AMMAN (Reuters) - The International Monetary Fund said on Wednesday its board had approved a four-year, $1.3 billion loan program for Jordan, signaling confidence in the country’s reform agenda at a time it was taking measures to cushion its economy from the fallout of the coronavirus outbreak.
The extended fund facility program was anchored by Jordan’s commitments to make structural reforms designed to lower electricity costs for businesses and create incentives for them to hire more young people, the IMF said.
“The aim is to support stronger and more inclusive growth, create jobs, especially for women and young people, and reduce poverty,” the IMF said in a statement.
The program was designed before the coronavirus outbreak, but the IMF said changes were made to support unbudgeted spending covering emergency outlays and medical supplies and equipment.

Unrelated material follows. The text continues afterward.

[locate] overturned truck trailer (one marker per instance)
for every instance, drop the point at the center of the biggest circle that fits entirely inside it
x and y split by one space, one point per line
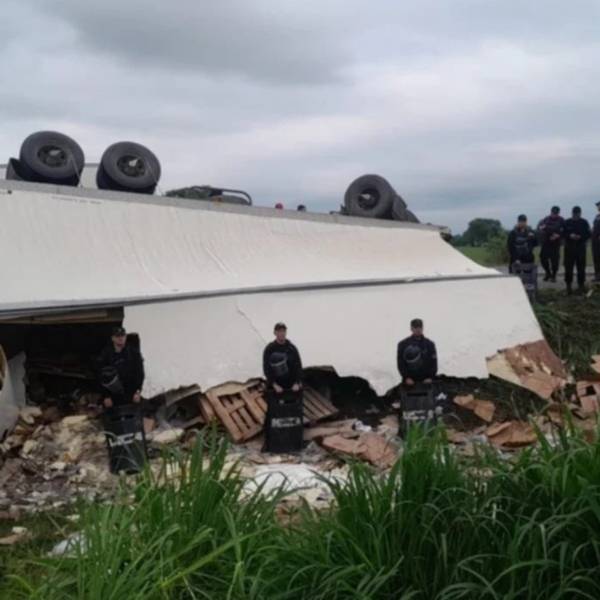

“If the impact of the outbreak is deep enough to put at risk program objectives, the program will be adapted further to the changed circumstances, upon reaching understandings with the authorities,” the IMF said.
The IMF said the approval would immediately make available about $139.2 million for disbursement, with the remaining amounts phased over the life of the program, subject to eight reviews.
Jordanian Finance Minister Mohammad Al Ississ told Reuters earlier that the loan had been approved. He said in a statement that loan and associated reforms would help Jordan attract more donor and investment funds.
“It signals confidence in Jordan’s economic reform process, and support for our efforts to mitigate the impact of the virus on vulnerable economic sectors and individuals,” Al Ississ said.
Officials are worried the coronavirus crisis, which has hit the thriving tourist sector, will slash growth projections and deepen an economic downturn and a slowdown in domestic consumption. The tourist sector generates around $5 billion annually.
The monetary and fiscal authorities have taken a series of measures from injecting over $700 million in liquidity to reducing interest rates and delaying bank loan installments and customs and tax payments to help soften the negative impact.
The IMF’s approval of Jordan’s programme was testimony to the macroeconomic stability of a country where regional conflict in recent years has weighed on investor sentiment, Al Ississ said.
Al Ississ said late last year that a new IMF deal would help the country secure concessional grants and loans at preferential borrowing rates to ease annual debt servicing needed to reduce the debt to GDP ratio.
Public debt has shot up by almost a third in a decade to 30.1 billion dinars ($42.4 billion) in 2019, equivalent to 97% of GDP.